Though T-Mobile filing with Nokia is the most recent comment from the carrier on LTE-U, it is far from the only time the operator has expressed its frustration at the slow approval process for the technology.
During T-Mobile’s first quarter earnings call in April, CTO Neville Ray said the operator would like to deploy LTE-U in 2-16, but was losing faith that the necessary approvals would come through in time.
“I’ll tell you there we’re frustrated and we’re not seeing the progress that we would like to see,” Ray said at the time. “We still have an ambition to push solutions into the marketplace inside 2016. But based on where we are from a regulatory perspective at this point in time, the light is dimming there a little.”

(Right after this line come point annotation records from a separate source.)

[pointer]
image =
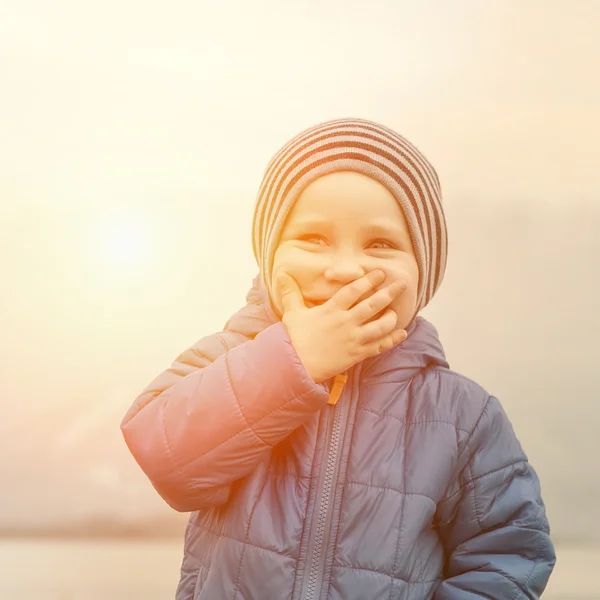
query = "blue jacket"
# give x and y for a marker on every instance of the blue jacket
(412, 486)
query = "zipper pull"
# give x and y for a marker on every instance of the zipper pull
(336, 389)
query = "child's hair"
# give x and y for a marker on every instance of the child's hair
(373, 150)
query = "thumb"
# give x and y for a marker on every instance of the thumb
(291, 296)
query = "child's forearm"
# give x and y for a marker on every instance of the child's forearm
(212, 426)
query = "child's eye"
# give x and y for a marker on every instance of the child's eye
(381, 245)
(312, 239)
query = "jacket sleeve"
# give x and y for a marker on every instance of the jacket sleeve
(494, 526)
(209, 420)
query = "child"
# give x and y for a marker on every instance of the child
(321, 442)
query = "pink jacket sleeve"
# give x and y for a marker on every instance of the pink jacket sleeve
(208, 420)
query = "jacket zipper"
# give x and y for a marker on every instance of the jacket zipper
(324, 514)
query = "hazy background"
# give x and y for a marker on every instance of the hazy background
(133, 136)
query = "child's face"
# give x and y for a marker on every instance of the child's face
(342, 226)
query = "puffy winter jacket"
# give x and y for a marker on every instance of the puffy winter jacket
(412, 486)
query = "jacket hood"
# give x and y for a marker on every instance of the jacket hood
(422, 348)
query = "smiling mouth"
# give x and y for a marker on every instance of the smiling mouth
(313, 303)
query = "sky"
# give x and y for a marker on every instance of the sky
(133, 136)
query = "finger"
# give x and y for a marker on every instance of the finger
(375, 303)
(385, 344)
(378, 328)
(346, 297)
(291, 296)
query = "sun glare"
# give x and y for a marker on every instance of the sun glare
(125, 243)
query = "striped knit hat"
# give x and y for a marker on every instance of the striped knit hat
(370, 149)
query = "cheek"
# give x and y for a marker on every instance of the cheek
(404, 305)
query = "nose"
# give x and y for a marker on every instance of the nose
(344, 268)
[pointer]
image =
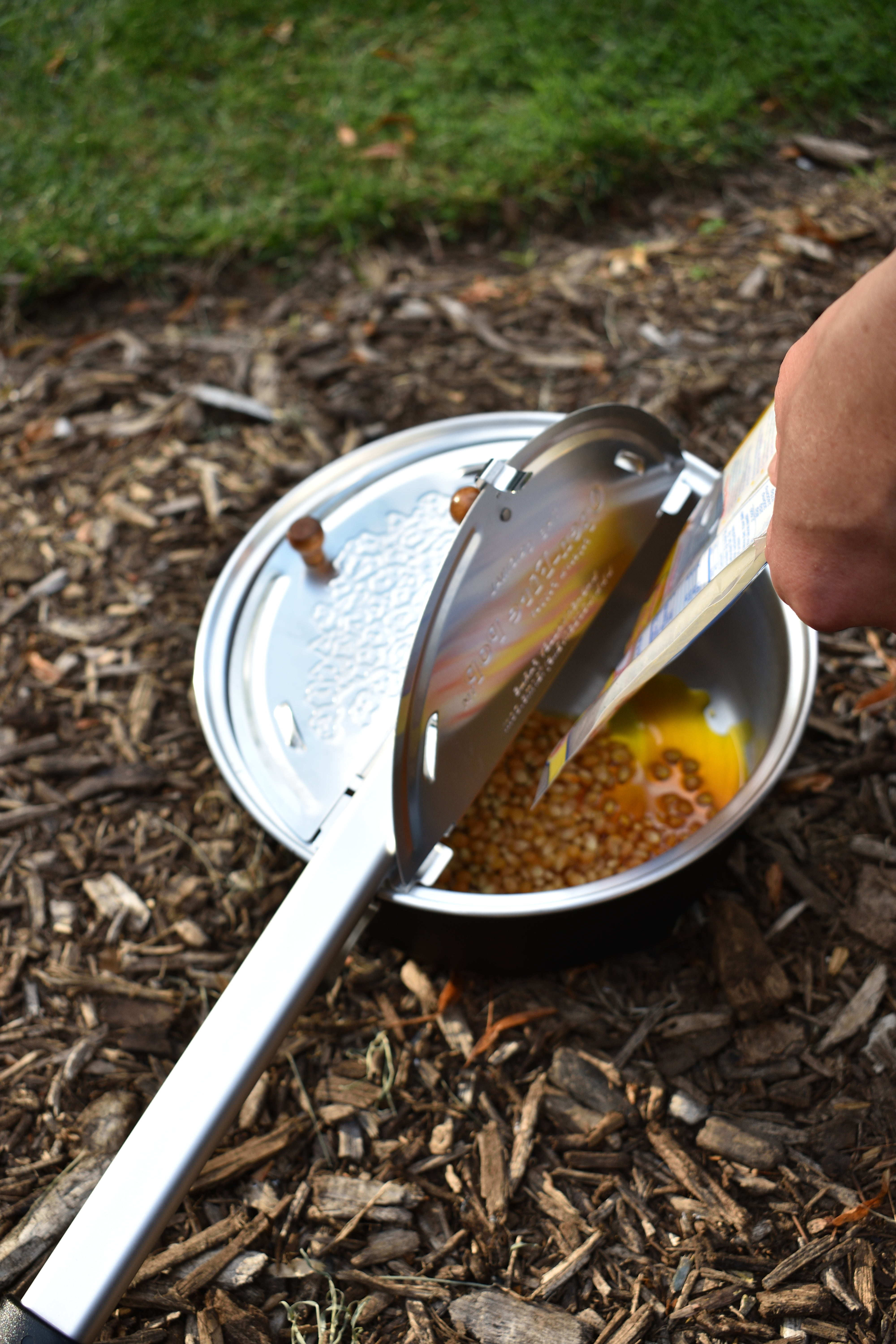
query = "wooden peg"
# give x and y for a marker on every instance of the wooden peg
(463, 502)
(307, 537)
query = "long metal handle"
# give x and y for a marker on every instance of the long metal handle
(121, 1221)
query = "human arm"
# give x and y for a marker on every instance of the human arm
(832, 544)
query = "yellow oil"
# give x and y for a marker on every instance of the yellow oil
(668, 717)
(653, 778)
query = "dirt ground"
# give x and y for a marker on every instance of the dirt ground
(688, 1143)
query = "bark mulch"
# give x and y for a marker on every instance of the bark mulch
(688, 1143)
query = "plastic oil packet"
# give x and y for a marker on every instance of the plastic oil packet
(721, 552)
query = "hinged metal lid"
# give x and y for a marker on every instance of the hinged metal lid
(550, 534)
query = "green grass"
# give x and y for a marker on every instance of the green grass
(181, 128)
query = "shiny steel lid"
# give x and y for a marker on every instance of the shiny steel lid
(297, 678)
(554, 528)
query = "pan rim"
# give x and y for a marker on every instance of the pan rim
(340, 479)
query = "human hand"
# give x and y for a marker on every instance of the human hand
(832, 542)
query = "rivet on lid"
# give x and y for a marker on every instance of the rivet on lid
(307, 537)
(463, 502)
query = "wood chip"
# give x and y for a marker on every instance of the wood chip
(793, 1264)
(859, 1011)
(756, 986)
(557, 1277)
(800, 1300)
(493, 1181)
(234, 1162)
(695, 1179)
(502, 1319)
(182, 1252)
(524, 1139)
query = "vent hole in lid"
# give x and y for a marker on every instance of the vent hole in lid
(629, 462)
(431, 745)
(285, 721)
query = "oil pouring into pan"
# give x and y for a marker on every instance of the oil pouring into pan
(357, 705)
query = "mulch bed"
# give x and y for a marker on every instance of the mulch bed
(692, 1142)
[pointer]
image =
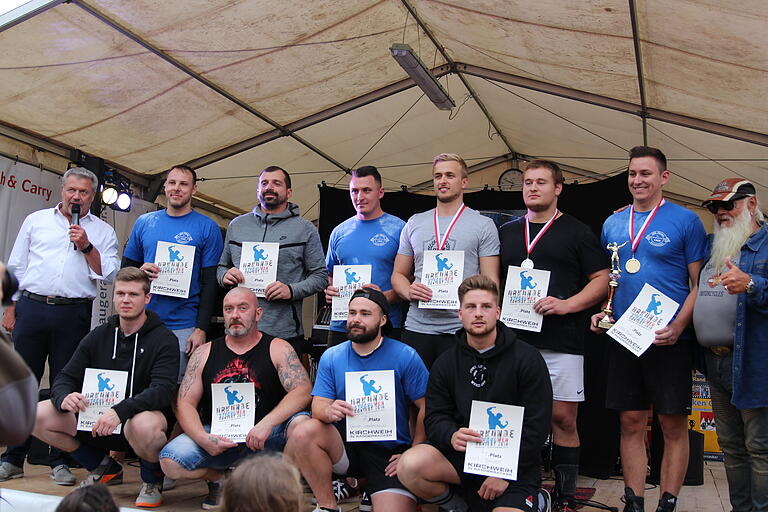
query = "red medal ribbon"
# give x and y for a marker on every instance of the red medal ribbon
(441, 243)
(530, 245)
(636, 239)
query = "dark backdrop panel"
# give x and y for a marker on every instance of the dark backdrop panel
(591, 203)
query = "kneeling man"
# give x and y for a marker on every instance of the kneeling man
(244, 355)
(134, 341)
(490, 364)
(320, 446)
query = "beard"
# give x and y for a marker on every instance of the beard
(363, 336)
(728, 240)
(238, 330)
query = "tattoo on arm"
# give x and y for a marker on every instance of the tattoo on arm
(189, 375)
(291, 372)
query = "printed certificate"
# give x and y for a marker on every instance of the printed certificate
(501, 427)
(524, 288)
(372, 394)
(176, 262)
(233, 410)
(650, 311)
(442, 272)
(258, 263)
(102, 389)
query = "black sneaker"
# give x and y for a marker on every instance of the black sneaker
(667, 503)
(633, 503)
(213, 500)
(366, 505)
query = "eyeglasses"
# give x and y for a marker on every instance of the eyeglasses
(714, 206)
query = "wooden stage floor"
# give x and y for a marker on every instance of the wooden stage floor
(187, 496)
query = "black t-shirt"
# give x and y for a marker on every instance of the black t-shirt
(571, 252)
(224, 366)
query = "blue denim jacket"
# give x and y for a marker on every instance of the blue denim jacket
(750, 344)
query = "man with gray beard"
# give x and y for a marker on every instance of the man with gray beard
(731, 317)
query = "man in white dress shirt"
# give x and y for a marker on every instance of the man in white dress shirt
(57, 261)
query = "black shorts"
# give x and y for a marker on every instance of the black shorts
(662, 376)
(520, 494)
(428, 346)
(338, 337)
(118, 442)
(368, 459)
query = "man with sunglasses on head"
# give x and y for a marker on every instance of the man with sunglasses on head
(731, 321)
(665, 245)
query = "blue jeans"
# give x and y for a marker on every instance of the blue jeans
(743, 436)
(189, 455)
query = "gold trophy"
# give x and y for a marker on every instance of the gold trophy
(612, 284)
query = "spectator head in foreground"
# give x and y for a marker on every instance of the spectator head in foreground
(263, 483)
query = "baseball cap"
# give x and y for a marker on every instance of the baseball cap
(731, 189)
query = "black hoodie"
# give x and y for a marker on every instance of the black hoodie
(512, 373)
(151, 386)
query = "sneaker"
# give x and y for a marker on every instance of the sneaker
(110, 473)
(366, 505)
(61, 475)
(150, 496)
(543, 501)
(168, 483)
(343, 492)
(213, 500)
(633, 503)
(9, 471)
(667, 502)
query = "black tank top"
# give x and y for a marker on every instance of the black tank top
(224, 366)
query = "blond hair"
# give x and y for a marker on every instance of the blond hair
(451, 157)
(263, 483)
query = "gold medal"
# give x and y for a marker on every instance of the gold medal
(632, 265)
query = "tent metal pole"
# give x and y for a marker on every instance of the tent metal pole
(463, 79)
(639, 64)
(731, 132)
(208, 83)
(312, 120)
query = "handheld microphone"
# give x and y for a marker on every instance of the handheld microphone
(76, 216)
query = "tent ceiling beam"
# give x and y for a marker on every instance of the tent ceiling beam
(208, 83)
(452, 64)
(614, 104)
(639, 64)
(313, 119)
(26, 11)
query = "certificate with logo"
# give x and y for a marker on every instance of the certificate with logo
(176, 262)
(103, 389)
(650, 311)
(233, 410)
(524, 288)
(372, 394)
(501, 427)
(258, 263)
(442, 272)
(347, 278)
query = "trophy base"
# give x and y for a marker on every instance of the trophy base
(605, 324)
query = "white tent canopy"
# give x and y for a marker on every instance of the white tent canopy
(231, 87)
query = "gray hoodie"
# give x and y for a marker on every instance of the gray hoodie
(301, 264)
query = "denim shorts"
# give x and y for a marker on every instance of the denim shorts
(185, 452)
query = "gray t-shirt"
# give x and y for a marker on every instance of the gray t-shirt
(473, 233)
(714, 315)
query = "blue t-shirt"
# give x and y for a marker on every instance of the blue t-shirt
(367, 242)
(674, 238)
(191, 229)
(410, 376)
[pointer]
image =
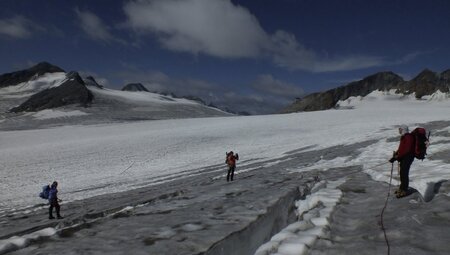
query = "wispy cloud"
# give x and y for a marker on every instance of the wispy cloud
(19, 27)
(95, 28)
(216, 28)
(268, 85)
(222, 29)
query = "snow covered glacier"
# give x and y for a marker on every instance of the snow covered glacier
(310, 182)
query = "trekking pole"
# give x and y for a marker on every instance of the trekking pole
(375, 166)
(127, 168)
(384, 208)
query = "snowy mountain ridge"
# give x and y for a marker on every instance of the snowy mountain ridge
(67, 98)
(424, 84)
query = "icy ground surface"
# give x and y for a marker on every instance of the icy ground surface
(320, 212)
(149, 186)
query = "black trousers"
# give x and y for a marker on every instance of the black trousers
(405, 164)
(230, 172)
(54, 203)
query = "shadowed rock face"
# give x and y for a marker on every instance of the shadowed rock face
(90, 81)
(71, 91)
(426, 83)
(15, 78)
(328, 99)
(135, 87)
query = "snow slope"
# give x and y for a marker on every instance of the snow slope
(102, 159)
(94, 158)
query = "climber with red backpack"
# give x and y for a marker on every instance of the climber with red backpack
(231, 162)
(412, 145)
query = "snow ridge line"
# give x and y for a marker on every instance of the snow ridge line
(313, 213)
(248, 239)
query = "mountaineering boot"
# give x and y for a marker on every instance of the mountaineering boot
(401, 194)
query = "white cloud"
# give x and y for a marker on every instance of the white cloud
(213, 27)
(95, 28)
(19, 27)
(267, 84)
(222, 29)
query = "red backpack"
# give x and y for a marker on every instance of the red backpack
(421, 142)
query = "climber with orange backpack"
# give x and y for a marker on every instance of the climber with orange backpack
(412, 145)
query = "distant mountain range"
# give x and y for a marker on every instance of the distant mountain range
(426, 83)
(50, 88)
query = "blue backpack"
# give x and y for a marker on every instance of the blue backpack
(45, 192)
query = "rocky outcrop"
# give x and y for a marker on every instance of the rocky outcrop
(90, 81)
(426, 83)
(134, 87)
(15, 78)
(71, 91)
(328, 99)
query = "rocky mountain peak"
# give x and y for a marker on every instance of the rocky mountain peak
(71, 91)
(90, 81)
(14, 78)
(134, 87)
(426, 76)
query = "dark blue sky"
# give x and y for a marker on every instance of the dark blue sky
(253, 55)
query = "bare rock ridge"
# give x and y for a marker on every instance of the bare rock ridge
(134, 87)
(90, 81)
(15, 78)
(72, 91)
(426, 83)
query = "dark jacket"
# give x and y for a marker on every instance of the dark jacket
(53, 194)
(231, 159)
(406, 147)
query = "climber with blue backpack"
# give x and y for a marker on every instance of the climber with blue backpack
(54, 201)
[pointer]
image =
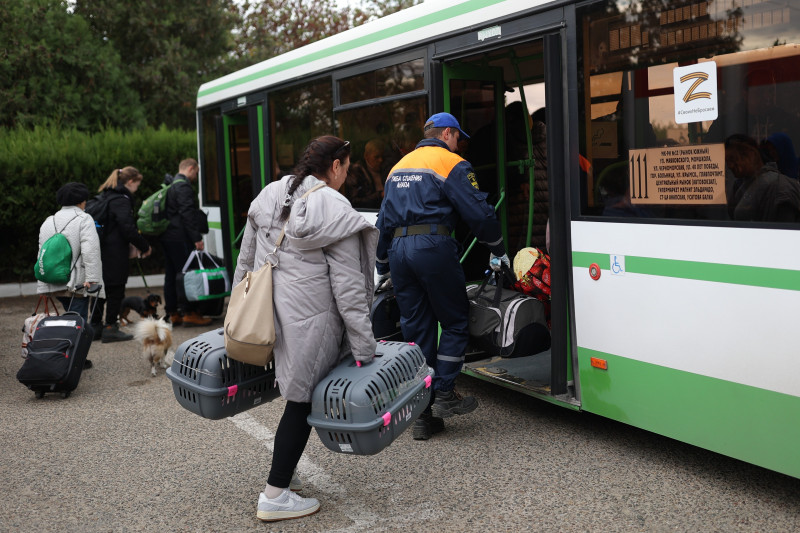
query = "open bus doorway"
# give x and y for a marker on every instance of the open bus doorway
(498, 97)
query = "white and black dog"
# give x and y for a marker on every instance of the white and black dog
(156, 338)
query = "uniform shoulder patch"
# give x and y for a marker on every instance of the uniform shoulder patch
(472, 180)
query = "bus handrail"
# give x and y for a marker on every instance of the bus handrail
(475, 239)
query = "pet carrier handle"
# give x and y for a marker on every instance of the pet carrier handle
(214, 391)
(399, 403)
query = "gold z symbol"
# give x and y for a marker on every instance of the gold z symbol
(690, 94)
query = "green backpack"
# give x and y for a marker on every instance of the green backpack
(54, 262)
(152, 218)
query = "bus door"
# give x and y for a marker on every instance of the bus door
(474, 95)
(242, 138)
(499, 97)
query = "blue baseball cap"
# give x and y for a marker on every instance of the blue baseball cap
(444, 120)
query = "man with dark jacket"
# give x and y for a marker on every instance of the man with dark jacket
(426, 194)
(181, 237)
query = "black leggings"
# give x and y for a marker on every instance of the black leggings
(290, 441)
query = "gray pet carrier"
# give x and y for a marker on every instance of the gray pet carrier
(361, 410)
(210, 384)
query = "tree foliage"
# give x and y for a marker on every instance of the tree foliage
(53, 71)
(167, 48)
(91, 64)
(273, 27)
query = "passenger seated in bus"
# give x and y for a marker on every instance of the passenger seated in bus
(780, 149)
(760, 192)
(364, 184)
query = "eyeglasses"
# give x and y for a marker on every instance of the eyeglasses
(341, 149)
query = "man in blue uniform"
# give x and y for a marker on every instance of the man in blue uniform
(427, 193)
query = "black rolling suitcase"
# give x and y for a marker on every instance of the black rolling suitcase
(57, 353)
(505, 322)
(385, 316)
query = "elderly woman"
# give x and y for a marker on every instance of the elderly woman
(322, 291)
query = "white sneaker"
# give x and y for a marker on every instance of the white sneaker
(296, 484)
(287, 505)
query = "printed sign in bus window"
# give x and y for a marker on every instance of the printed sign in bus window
(678, 175)
(695, 89)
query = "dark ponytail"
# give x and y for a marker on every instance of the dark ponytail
(316, 161)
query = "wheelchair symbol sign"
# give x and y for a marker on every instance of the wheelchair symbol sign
(617, 265)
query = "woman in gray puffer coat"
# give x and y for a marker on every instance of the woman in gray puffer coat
(322, 292)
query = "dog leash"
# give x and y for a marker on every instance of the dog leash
(139, 264)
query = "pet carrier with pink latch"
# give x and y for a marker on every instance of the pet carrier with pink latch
(362, 409)
(210, 384)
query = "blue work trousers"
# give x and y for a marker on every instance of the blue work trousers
(430, 290)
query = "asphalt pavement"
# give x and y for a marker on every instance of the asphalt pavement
(120, 454)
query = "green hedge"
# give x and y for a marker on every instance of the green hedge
(35, 163)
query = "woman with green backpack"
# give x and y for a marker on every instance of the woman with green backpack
(69, 258)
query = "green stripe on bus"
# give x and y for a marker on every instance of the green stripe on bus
(774, 278)
(411, 25)
(748, 423)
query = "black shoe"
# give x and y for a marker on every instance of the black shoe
(427, 425)
(113, 334)
(452, 403)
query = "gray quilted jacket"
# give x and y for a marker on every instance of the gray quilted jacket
(82, 236)
(323, 285)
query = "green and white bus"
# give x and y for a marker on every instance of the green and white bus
(674, 308)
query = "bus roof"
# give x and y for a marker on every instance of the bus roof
(405, 28)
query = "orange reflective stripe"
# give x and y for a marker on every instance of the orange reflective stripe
(439, 160)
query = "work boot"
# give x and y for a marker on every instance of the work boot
(427, 425)
(193, 318)
(452, 403)
(113, 334)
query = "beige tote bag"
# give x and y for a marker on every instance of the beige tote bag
(249, 328)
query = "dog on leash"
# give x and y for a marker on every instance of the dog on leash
(156, 338)
(145, 307)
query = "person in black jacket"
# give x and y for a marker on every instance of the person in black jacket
(119, 232)
(182, 236)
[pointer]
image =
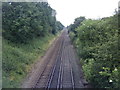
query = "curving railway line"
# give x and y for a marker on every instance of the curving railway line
(59, 69)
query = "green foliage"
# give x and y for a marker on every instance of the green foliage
(17, 59)
(24, 21)
(97, 46)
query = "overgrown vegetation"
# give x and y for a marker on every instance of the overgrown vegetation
(28, 29)
(24, 21)
(97, 45)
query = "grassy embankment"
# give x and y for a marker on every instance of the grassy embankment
(18, 58)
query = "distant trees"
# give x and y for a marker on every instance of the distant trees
(24, 21)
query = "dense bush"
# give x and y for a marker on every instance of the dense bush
(23, 21)
(97, 46)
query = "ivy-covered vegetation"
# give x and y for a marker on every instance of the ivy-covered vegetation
(28, 28)
(24, 21)
(96, 42)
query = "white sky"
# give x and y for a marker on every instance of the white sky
(68, 10)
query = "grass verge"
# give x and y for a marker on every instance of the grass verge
(18, 58)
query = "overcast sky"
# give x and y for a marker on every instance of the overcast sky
(68, 10)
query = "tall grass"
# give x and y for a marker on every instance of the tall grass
(17, 59)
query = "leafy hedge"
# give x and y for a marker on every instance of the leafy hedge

And T-Mobile hasn’t been the only one frustrated by the delays.
Qualcomm, which partnered with the Un-carrier on test of LTE-U technology, in June blasted the Wi-Fi Alliance’s slowness in approving a final testing plan when it announced the new September deadline.
“This whole process has gone on for more than a year, and no new technology for unlicensed spectrum, which is supposed to be available for permission-less innovation, has gone through vetting this long or this extensive,” Qualcomm’s Senior Vice President of Government Affairs Dean Brenner said in a statement at the time. “We believe that it is time to end the validation process, and deem the original test plan final so that the public can experience as soon as possible the improved services that LTE-U will provide.”
The Wi-Fi Alliance, however, defended itself, saying “significant progress” had been made on the plan but it was leading a “multi-industry effort, which has never before been attempted.”
“Delivering coexistence for two different industries is no easy feat. Technical challenges exist and work is time consuming,” the Wi-Fi Alliance said in a June statement. “Wi-Fi Alliance is exploring every possible option to accelerate the work while still ensuring the test objectives are met.”
In addition to pushing back T-Mobile’s LTE-U deployment plans, the delays may also impact another major carrier: Verizon.
Back in January, Qualcomm’s Vice President of Small Cells Neville Meijers told Wireless Week the company was working with Verizon on a planned commercial deployment of LTE-U technology in the second half of 2016.